Perspectives of Mughal Art
Monica Juneja
INTERPRETING MUGHAL PAINTING: ESSAYS ON ART, SOCIETY AND CULTURE by Som Prakash Verma Oxford University Press, 2010, 201 pp., 595
April 2010, volume 34, No 4

The ten essays reprinted in this volume are intended to summarize the ‘most important information’ (p. ix) uncovered by S.P. Verma’s prolific research of many years on Mughal painting. They were originally published during the period from 1977 to 2003, deal with a mix of subjects including studies of artists, manuscripts and genres, and address issues of symbolism, aesthetic value and the usefulness of visual sources as historical documents. The concerns of the author are equally eclectic: they dwell on issues of identification, connoisseurship and style on the one hand, investigate cultural encounters, intellectual underpinnings of humanist ideals and self-representations of artists on the other. The result is a collection which affords interesting glimpses into neglected corners of a well-trod terrain, pointing the way to newer openings, and yet one which is marred by conceptual limitations that are symptomatic of the failure of much of art history of precolonial South Asia to respond to the challenges that require the discipline to reflect upon the contingency of its premises.
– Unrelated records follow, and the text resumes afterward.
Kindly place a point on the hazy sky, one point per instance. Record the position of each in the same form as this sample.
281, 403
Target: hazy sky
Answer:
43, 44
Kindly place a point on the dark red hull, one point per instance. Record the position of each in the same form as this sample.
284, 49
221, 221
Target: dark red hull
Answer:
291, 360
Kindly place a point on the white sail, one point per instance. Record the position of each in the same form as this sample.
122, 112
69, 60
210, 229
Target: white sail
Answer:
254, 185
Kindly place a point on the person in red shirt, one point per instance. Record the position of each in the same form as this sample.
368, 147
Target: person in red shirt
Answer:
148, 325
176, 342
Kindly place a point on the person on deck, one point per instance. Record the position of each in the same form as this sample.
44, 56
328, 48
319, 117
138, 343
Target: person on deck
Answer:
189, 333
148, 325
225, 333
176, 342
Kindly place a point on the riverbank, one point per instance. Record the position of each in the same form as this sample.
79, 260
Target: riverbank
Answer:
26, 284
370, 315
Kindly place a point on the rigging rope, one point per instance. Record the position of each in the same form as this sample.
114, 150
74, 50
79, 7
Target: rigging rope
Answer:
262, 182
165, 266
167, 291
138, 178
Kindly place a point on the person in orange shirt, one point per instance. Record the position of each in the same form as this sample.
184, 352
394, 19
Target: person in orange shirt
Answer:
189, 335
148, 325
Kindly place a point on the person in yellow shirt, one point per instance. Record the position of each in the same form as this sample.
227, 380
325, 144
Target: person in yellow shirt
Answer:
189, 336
‘Verma’s framing of his enterprise reveals the tenacious hold of the categories and taxonomies of colonial art history on the present-day practice of the discipline. The notion of ‘style’, a convenient construct imposed by art historians on their material to recover consistent patterns of development, is unquestioningly adopted and made to accord with biographical-cum-psychological sketches of the Great Mughals, a perspective which reproduces that of court historians who invariably foreground the agency of the patron and elide questions of practice. At the same time the use of civilizational or national labels coined during the nineteenth century such as ‘Indian’ to denote the artistic cultures of the subcontinent that pre-dated the coming of ‘outsiders’—Islam, followed by Europe—treat cultural processes as bounded spaces within which artists and visual practices reside and act as passive recipients to ‘influences’ from outside. While studies of individual artists or illustrated manuscripts contained in some of the essays of the book provide tantalizing glimpses of multipolar exchanges and mobility that marked the Eurasian regions during early modern times, suggesting fluid spaces and shifting frontiers, the implications of these 2 empirical findings are not pushed forward to unsettle or prise open conventional frameworks.